As they darted across the mouth of the back-channel to Roubeau Island they found themselves heading directly for an opening in the rim-ice. La Bijou drove into it full tilt, and went half her length out of water on a shelving cake. The three leaped together, but while the two of them gripped the canoe to run it up, Tommy, in the lead, strove only to save himself. And he would have succeeded had he not slipped and fallen midway in the climb. He half arose, slipped, and fell again. Corliss, hauling on the bow of the canoe, trampled over him. He reached up and clutched the gunwale. They did not have the strength, and this clog brought them at once to a standstill. Corliss looked back and yelled for him to leave go, but he only turned upward a piteous face, like that of a drowning man, and clutched more tightly. Behind them the ice was thundering. The first flurry of coming destruction was upon them.
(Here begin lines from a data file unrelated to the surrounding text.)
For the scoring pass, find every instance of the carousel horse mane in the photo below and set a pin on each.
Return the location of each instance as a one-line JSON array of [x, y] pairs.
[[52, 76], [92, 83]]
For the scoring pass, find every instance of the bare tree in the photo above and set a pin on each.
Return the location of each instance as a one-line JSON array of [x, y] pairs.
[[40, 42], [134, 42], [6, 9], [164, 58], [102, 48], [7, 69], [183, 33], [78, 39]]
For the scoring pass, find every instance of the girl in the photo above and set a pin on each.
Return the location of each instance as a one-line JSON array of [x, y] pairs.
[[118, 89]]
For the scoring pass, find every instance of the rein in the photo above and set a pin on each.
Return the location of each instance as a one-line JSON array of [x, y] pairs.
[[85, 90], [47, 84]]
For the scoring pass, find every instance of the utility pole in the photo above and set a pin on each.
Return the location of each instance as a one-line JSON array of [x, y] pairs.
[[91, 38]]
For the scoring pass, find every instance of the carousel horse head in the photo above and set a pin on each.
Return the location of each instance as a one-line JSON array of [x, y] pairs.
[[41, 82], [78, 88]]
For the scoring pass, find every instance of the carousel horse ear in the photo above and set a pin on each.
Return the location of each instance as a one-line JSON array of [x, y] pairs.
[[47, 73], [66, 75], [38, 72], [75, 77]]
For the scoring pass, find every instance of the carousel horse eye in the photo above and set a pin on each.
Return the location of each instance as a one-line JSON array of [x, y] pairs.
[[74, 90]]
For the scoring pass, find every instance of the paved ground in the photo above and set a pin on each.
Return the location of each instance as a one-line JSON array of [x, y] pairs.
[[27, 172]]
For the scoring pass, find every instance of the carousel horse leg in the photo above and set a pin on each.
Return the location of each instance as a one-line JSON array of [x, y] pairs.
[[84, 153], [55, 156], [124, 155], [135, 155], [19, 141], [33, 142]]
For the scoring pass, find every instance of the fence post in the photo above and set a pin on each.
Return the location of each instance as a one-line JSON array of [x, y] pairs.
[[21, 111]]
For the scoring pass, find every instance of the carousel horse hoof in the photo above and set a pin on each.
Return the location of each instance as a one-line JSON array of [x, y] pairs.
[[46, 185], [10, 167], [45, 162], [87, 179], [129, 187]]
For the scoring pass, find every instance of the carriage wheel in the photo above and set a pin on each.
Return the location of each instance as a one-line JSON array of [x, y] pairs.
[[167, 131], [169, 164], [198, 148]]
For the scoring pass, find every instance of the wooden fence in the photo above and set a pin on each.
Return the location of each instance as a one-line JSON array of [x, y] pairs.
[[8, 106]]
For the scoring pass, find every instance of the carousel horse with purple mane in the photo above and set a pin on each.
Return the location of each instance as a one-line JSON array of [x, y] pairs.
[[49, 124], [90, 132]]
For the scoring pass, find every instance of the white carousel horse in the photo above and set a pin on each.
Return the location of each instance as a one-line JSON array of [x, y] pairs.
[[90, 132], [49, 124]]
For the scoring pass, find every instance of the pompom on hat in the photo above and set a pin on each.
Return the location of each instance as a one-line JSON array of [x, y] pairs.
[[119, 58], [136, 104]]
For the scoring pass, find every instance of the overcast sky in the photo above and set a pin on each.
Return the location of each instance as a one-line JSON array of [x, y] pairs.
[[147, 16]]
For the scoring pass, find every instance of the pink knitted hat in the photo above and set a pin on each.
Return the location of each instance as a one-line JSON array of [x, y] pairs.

They endeavored desperately to drag up the canoe, but the added burden was too much, and they fell on their knees. The sick man sat up suddenly and laughed wildly. “Blood of my soul!” he ejaculated, and laughed again.
Roubeau Island swayed to the first shock, and the ice was rocking under their feet. Frona seized a paddle and smashed the Scotsman’s knuckles; and the instant he loosed his grip, Corliss carried the canoe up in a mad rush, Frona clinging on and helping from behind. The rainbow-wall curled up like a scroll, and in the convolutions of the scroll, like a bee in the many folds of a magnificent orchid, Tommy disappeared.
They fell, breathless, on the earth. But a monstrous cake shoved up from the jam and balanced above them. Frona tried to struggle to her feet, but sank on her knees; and it remained for Corliss to snatch her and the canoe out from underneath. Again they fell, this time under the trees, the sun sifting down upon them through the green pine needles, the robins singing overhead, and a colony of crickets chirping in the warmth.
Frona woke, slowly, as though from a long dream. She was lying where she had fallen, across Corliss’s legs, while he, on his back, faced the hot sun without concern. She crawled up to him. He was breathing regularly, with closed eyes, which opened to meet hers. He smiled, and she sank down again. Then he rolled over on his side, and they looked at each other.
She reached out her hand; his closed upon it, and their eyelids fluttered and drooped down. The river still rumbled en, somewhere in the infinite distance, but it came to them like the murmur of a world forgotten. A soft languor encompassed them. The golden sunshine dripped down upon them through the living green, and all the life of the warm earth seemed singing. And quiet was very good. Fifteen long minutes they drowsed, and woke again.